Features to identify pts at low risk of progression, whom would most benefit from a “watch and wait” policy, have not yet been established. Sg is still a valuable option when the expected morbidity is low (function-preserving
Sg) with wide (2 cm) –SMs.

24
Q

For what type of pts is nonoperative initial management of DT always entertained?

A

For pts with DTs that are large, slow-growing, involve the mesentery; encase vessels or joints or when anesthesia or Sg carries morbidity

25
Q

What is the recurrence rate after margin– Sg vs. margin+ Sg for primary DT?

A

In primary DT Tx with Sg, LR is 15% for –margin resection, and LR is 33% for +margin resection. (Janssen et al., BJS 2017)

26
Q

What is the recurrence rate after Sg (with +ve/indeterminate margin) for primary DT with or without adj RT?

A

In DT Tx with Sg (+ve/indeterminate margin), LR is 23% after RT, and LR is 40% without RT. (Janssen et al., BJS 2017)

27
Q

What factors should be considered when determining whether or not to offer adj RT for DT?

A

Factors to be considered when considering adj RT for DT:
1. Margin status. Margin– pts are unlikely to benefit.
2. Location. Adj RT for resected retroperitoneal/intra-abdominal DTs is
associated with significant Tx risks.
3. Salvage options. Lesions that may undergo repeat resections may be
appropriately observed.
4. Pt age.
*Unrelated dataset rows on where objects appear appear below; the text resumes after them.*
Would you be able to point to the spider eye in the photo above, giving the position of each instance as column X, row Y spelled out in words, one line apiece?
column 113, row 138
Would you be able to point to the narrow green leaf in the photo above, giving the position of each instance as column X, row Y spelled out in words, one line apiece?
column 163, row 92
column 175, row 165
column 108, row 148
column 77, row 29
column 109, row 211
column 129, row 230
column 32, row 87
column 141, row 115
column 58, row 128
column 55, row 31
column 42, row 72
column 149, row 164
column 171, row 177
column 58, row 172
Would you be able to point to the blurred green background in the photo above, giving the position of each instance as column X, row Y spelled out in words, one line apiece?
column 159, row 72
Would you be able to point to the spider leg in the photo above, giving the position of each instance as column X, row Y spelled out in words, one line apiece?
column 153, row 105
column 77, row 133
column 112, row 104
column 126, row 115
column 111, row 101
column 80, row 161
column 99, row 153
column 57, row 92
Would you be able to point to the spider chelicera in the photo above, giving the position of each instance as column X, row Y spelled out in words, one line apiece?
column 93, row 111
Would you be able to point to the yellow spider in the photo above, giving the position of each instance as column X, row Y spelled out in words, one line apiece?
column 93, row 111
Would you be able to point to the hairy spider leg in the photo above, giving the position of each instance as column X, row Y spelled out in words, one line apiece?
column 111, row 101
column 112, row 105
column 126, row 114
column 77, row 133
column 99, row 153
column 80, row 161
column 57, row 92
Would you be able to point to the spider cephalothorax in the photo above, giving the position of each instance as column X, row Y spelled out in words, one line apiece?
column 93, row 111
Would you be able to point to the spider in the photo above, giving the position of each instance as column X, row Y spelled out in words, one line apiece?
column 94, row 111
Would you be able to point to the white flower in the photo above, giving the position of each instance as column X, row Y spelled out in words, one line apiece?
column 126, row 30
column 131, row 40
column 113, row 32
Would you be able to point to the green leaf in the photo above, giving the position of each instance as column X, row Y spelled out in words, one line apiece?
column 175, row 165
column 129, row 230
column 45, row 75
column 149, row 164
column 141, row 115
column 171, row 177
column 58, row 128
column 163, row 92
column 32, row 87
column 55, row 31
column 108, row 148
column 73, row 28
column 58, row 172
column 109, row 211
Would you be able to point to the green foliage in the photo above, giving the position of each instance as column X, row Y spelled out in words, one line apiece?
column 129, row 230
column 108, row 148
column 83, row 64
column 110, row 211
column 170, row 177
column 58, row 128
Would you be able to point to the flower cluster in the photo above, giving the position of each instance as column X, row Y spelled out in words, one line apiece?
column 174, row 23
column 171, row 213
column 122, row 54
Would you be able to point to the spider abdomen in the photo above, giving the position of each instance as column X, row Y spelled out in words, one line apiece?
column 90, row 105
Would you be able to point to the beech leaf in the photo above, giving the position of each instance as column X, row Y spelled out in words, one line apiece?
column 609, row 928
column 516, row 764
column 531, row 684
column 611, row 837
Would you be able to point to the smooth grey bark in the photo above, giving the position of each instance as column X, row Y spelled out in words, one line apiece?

There should be a high threshold for using adj RT in children.

28
Q

What is the response rate (complete or partial) for inoperable DT treated with RT alone?

A

For inoperable DT treated with RT alone 50% showed complete or partial response. (EORTC 62991-22998, Ann Oncol 2013)

29
Q

What dose of RT is needed to control DT with RT alone?

A

A dose >50 Gy is needed to treat DT with RT alone. The recommended dose for gross Dz is 56 Gy.

30
Q

What dose of RT is recommended after an R1 resection of DT in a pt who cannot be salvaged with repeat resection?

A

A pt treated with adj RT after an R1 resection should be treated to a dose of 50 Gy in 1.8–2 Gy/fx.

31
Q

Define the CTV for RT in the management of DT.

A

The CTV to include when treating DT with RT includes the tumor bed (and/or gross tumor), a portion of the muscle compartment to cover fascial planes, or neurovascular structures along which tumor may track with a 3–5 cm CTV margin longitudinally and 2 cm in all other directions respecting bony, facial and compartmental boundaries.

32
Q

What are potential medical approaches to treat DT?

A

ER modulators (tamoxifen), NSAIDs, low-dose cytotoxic chemo (Mtx, vinblastine or doxorubicin based), interferon, TKI.

33
Q

What are recent projections for the trajectory of systemic medical Tx in DT?

A

Lev et al. from MDACC, showed a significant increase in systemic medical Tx in recent yrs with decreased reliance on Sg alone and suggested neoadj
Tx may be associated with improved outcomes.
De Camargo et al. (Cancer 2010) observed greatest radiological response with antiestrogens and anthracycline regimens than other agents

34
Q

What are the potential late complications associated with RT Tx to the extremity?

A

Late complications associated with RT to the extremities:

  1. Fibrosis
  2. Edema
  3. Fracture
  4. 2nd malignancy
  5. Joint stiffness
  6. Neuropathy
35
Q

How did IMRT affect RT complications?

A

IMRT and IGRT resulted in decrease of RT side effects. Reports on extremity sarcoma treated with IMRT from MSKCC and PMH showed edema 7.9%, 11.1% and stiffness 14.5%, 5.6% respectively.